Fast forward a decade, and I've had lot's of success and recovery, along with taking my own will back which resulted in gaining back all the weight I'd lost.  When I came back into the recovery rooms in July 2011, I'd also started seeing a great therapist who was rather adamant regarding the idea that I could be happy NOW.  I was over 400lbs, having to use a wheelchair because I need both my knees replaced, living with my parents because I'd lost my job and on permanent disability, living what I believed to be a VERY small life.  I was encouraged to consider the concept that the whole point of recovery wasn't just to put down the substance that was simultaneously irresistible and destructive, but to find things that are enjoyable and interesting to me.  And for someone who has spent a great deal of my life consumed with the idea of losing weight and how great life will be WHEN I got there, I intellectually have a very hard time buying into the concept of being happy in the moment. I say that in the present tense because after a year of being focused on physical/emotional/spiritual recovery, I feel like I'm still struggling with this idea.  I am once again aware that my intelligence certainly can be a hinderance in my recovery.

So in the past year, as I was very focused on my goal, I became acutely aware of how lopsided my thinking was when it came to my weight.  If someone I haven't talked to in a while asks me how I'm doing, my instinctive response was to go into a detailed discussion of how much weight I've lost,, (because that makes me a better person right?) and how I'm progressing towards my goal of being able to get my knees replaced.  And like so many things I've experienced in my life, when the universe wants to provide you with a lesson, you will keep getting that lesson, OVER AND OVER until you've sufficiently absorbed the intended message.  My therapist suggested that I undertake a hobby or activity that was group oriented that would help me to break out of the isolation that had become a crutch and a curse in my every day life.  After some thinking and no small amount of resistance I joined a choir at a church that I felt a lovely family-spirited connection to.  It has turned out to be a great experience and an opportunity to sing, which I've enjoyed in the past, as well as be in a place where I can naturally spread my spiritual wings.

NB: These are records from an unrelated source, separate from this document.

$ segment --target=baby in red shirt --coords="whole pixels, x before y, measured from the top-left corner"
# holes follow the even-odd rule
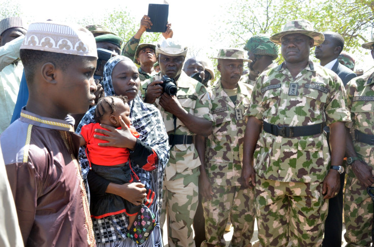
[[[130,150],[123,148],[101,146],[99,143],[106,143],[94,137],[94,135],[104,135],[95,130],[105,129],[100,126],[104,124],[121,129],[119,116],[138,138],[139,133],[131,126],[130,108],[127,96],[110,96],[101,98],[95,109],[95,119],[96,123],[90,123],[82,127],[80,132],[81,146],[86,145],[86,154],[89,161],[90,169],[101,177],[112,183],[124,184],[139,182],[137,175],[131,167],[129,159]],[[147,195],[153,195],[148,189]],[[148,199],[149,205],[153,196]],[[107,193],[104,196],[92,197],[90,210],[91,217],[100,219],[110,215],[125,213],[129,219],[128,228],[135,221],[141,206],[136,206],[122,197]],[[147,205],[149,207],[149,205]]]

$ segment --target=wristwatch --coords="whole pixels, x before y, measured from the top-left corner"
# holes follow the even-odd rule
[[[360,160],[360,159],[358,157],[349,157],[347,159],[347,163],[349,165],[352,165],[355,160]]]
[[[330,169],[333,169],[336,170],[339,172],[339,174],[342,174],[344,172],[344,167],[341,165],[332,165],[330,166]]]

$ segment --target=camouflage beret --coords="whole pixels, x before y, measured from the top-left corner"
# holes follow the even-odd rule
[[[363,43],[361,46],[364,49],[371,50],[374,47],[374,33],[371,36],[371,41]]]
[[[240,59],[243,62],[252,62],[252,60],[245,58],[244,51],[236,48],[220,49],[216,57],[211,57],[213,59]]]
[[[313,46],[322,44],[325,40],[323,33],[315,31],[313,24],[304,19],[289,21],[283,27],[283,31],[271,36],[270,40],[275,44],[282,45],[282,38],[291,33],[301,33],[309,36],[314,40]]]
[[[109,42],[118,46],[120,48],[122,46],[122,39],[114,34],[103,34],[95,37],[96,43],[98,42]]]
[[[116,35],[115,33],[113,33],[109,31],[106,27],[102,26],[101,25],[89,25],[86,26],[86,28],[88,29],[88,31],[92,34],[102,33],[103,34],[110,34]]]
[[[337,60],[339,61],[339,62],[352,71],[354,69],[355,59],[353,58],[352,55],[347,52],[341,52],[337,57]]]
[[[252,37],[247,42],[244,49],[255,55],[270,56],[274,59],[278,57],[278,46],[272,42],[269,36],[266,34]]]

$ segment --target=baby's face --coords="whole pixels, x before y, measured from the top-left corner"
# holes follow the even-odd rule
[[[130,108],[129,104],[121,102],[120,104],[118,104],[117,108],[115,111],[115,115],[117,117],[120,116],[124,123],[128,126],[130,126],[131,120],[130,119]],[[118,121],[119,122],[119,121]],[[118,127],[119,127],[119,125]]]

I'm more aware than ever that I have arrived at a place where I use my size and my weight as the defining characteristic when I think of myself in the world.  It's always been a negative connotation because I was so overweight, and the easiest reason to feel like I was "less than".  I am also aware that I need to be willing to let go of the old thinking that says I am primarily defined by how I look, rather than who I am as a person.  My intelligence, humor, compassion, ability to be a good friend, daughter and sister SHOULD account for so much more than the weight on the scale or the size written on the tag in the back of my pants. And yet it frequently doesn't.   I have also recently become aware that it's not solely society's fault that I buy into thinking like that.  I am a big fan of personal responsibility, on lots of levels.  And if I am going to be a fan of that concept, it certainly should apply to me.  And while society's view of overweight people isn't exactly helpful, as I believe that Compulsive Overeating is an eating disorder just like anorexia or bulimia, but not treated that way by society and the medical community, that's NOT a good enough reason for me to remain stuck in thinking that no longer serves me today.  The same goes for fashion magazines, reality television and other forms of severely superficial mainstream media.  Now that I'm aware of the overwhelming prevalence that thinking has in my day to day life, I have a choice about how much energy I give to it, and how much work I do towards deconstructing those thought patterns.  THANK GOD for my support system; meetings, sponsor, program friends, therapist, support group members, and lots of good friends who remind me that I am lovable just as I am, today.  It gives me the willingness to stay diligent on the path of truly learning to find joy in living in my body and my life TODAY.  It will be the only way that I will be able to reach my goals, whether those goals have to do with my weight or my life in general.

It continues to be a very interesting journey.  Thanks for coming along.